次の日、退院した弥艶はタクシーでアパートに帰った。
(本当にやるのかな……)
女装して大友を待っているのは、ヤル気満々なような気がして気恥ずかしい気もした。結局、大友が来てから着替えようと思った。それでも、風呂場で大友を受け入れる準備をする自分は矛盾している事は分かっていた。

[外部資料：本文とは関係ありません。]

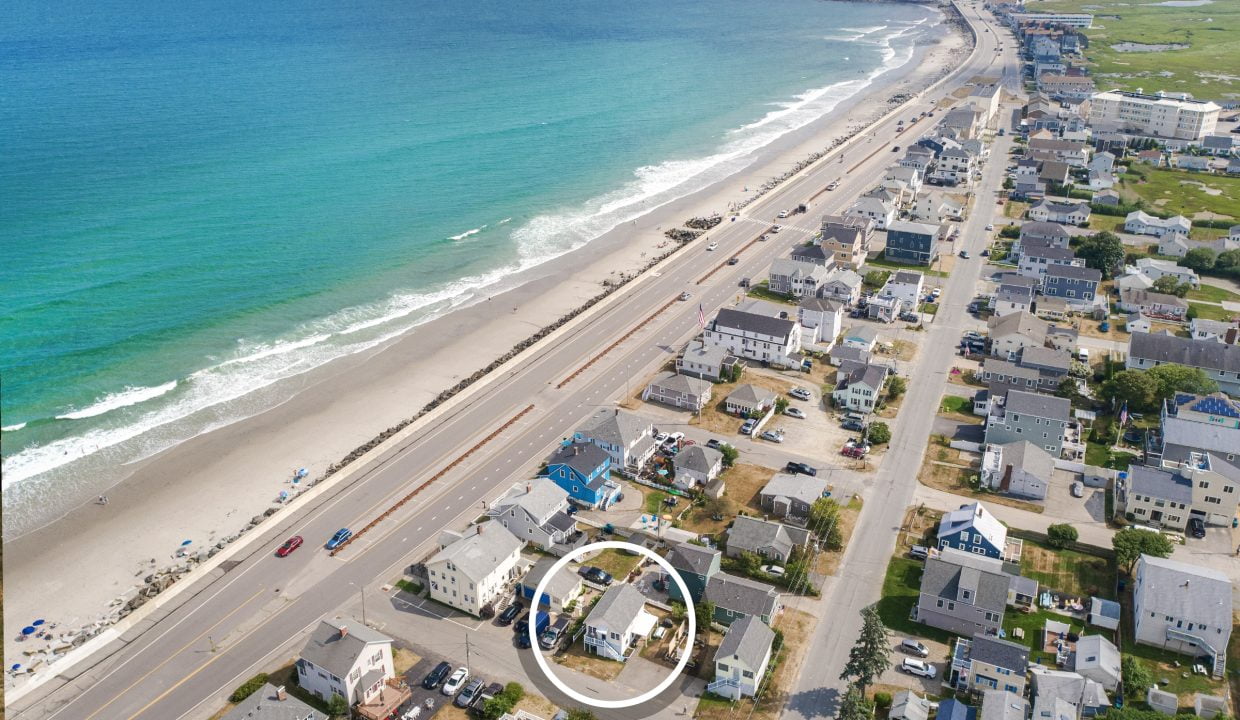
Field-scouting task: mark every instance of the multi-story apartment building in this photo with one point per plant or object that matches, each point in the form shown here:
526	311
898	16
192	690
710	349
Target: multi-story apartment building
1160	115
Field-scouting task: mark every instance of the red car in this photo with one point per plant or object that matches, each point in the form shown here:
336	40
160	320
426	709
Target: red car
289	545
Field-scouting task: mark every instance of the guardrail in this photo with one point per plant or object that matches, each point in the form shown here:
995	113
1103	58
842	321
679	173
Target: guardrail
427	483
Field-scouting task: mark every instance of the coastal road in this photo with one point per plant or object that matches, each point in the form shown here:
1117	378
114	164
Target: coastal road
858	585
241	619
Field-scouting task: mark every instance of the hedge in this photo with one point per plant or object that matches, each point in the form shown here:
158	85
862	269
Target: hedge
248	688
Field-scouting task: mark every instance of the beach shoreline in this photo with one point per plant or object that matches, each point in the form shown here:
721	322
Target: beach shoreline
207	487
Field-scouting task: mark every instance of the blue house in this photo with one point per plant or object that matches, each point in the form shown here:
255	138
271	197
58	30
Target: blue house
974	529
584	471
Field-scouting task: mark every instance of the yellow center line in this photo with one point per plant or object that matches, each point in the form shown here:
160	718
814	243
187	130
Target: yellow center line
179	651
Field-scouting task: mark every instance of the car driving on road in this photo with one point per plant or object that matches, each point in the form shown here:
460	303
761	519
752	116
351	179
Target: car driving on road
339	538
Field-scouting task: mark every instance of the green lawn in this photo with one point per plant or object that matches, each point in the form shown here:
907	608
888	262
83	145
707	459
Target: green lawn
1213	294
956	404
1205	68
1182	192
1068	570
900	590
1212	311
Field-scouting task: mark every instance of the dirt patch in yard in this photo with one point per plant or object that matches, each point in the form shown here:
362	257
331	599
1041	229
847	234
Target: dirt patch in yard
578	659
742	485
951	470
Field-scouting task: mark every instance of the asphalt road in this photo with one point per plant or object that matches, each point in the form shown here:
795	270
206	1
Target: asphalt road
184	663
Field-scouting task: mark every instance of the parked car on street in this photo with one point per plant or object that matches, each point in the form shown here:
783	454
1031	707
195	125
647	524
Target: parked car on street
919	668
289	545
437	676
339	538
455	682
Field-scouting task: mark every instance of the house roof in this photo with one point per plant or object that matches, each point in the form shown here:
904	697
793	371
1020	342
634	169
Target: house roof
698	457
802	487
1003	705
616	426
265	705
479	553
1163	584
540	497
749	394
754	322
1197	353
1074	273
748	640
690	558
750	533
1019	324
335	647
943	578
1029	457
976	518
584	457
1001	653
678	383
742	595
1094	651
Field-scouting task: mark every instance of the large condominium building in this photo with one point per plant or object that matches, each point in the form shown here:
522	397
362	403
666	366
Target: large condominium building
1160	115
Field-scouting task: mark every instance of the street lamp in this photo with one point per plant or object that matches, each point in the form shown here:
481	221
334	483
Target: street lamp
362	592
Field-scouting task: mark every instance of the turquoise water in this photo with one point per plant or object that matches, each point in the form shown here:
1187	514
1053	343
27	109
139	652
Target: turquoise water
203	198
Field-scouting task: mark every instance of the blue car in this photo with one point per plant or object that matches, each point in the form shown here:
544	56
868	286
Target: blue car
339	538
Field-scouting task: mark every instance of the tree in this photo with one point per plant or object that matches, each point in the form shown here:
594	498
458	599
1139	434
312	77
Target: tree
337	705
825	518
869	656
1173	378
1136	676
1062	534
1168	285
1132	387
853	705
1199	259
1104	252
1131	543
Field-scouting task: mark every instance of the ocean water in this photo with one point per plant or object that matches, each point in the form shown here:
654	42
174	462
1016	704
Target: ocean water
203	198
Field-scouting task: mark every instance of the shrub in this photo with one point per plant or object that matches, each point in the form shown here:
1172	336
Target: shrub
248	688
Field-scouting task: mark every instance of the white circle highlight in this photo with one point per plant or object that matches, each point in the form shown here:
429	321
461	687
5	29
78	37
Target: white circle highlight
688	609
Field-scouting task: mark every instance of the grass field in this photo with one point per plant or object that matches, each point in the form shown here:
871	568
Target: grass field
1207	68
1183	192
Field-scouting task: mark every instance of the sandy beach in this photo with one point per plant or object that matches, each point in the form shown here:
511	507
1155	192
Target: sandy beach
211	486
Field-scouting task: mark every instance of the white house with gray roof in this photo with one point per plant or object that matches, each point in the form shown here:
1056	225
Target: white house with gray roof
347	659
629	439
742	658
618	622
1184	609
536	512
790	496
696	466
755	336
474	569
765	538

八時を回った頃、玄関のチャイムが鳴り玄関を開けると予想通り大友が立っていた。何も言わず大友は玄関を上がると、小さな箱を手渡してきた。
「ケーキ、買ってきた」
「どーも……」
意識し過ぎて、まともに大友の顔が見れない。
ケーキを受け取りテーブルに置いた。
大友に背中を向けた瞬間、背中を抱きしめられた。
顔だけ向けると、そのまま唇を塞がれた。唇を離し大友の顔を見ると欲情した雄の顔をしていた。弥艶の下半身がズクリと疼く。
「用意してくるんで、少し待ってて下さい」
「用意?なんの?」
大友は怪訝そうな顔をしている。
「化粧と着替えを……」
「女装すんのか?」
「え?だって、しないと無理でしょう?」
「無理って何が無理なんだよ」
「だって、このままじゃ反応しないんじゃ……」
「女装してないとヤレないなんて、いつ言った」
そう言って大友は硬くなった中心を弥艶の腰に押し当ててきた。
「おまえとのキスだけでこれだ」
「嘘……」
「女装してなくても、おまえ色気ダダ漏れだぞ?」
弥艶は大友の言葉に目を丸くする。
「自覚なしか……」
はぁーっと大友はわざとらしく大きく溜息をついた。
「俺はそのままの弥艶を抱きたいんだ」
その言葉を聞いた瞬間に、弥艶の目から涙がポロポロと溢れた。
「本当に……抱けるんですか?このままで……」
「寧ろこのままがいい」
堪らず弥艶は大友に抱きついていた。
「抱いて下さい、俺を……」
「好きだ弥艶」
「……っ、俺も……」
二人はもう一度唇を重ねると、そのままベットに雪崩れ込んだ。
大友は繋がりながら何度も弥艶の名を呼んだ。そして見た目とは裏腹に、優しい大友の愛撫に弥艶は溶けそうな感覚に陥った。今まで味わった事のない快感に弥艶は何度も達した。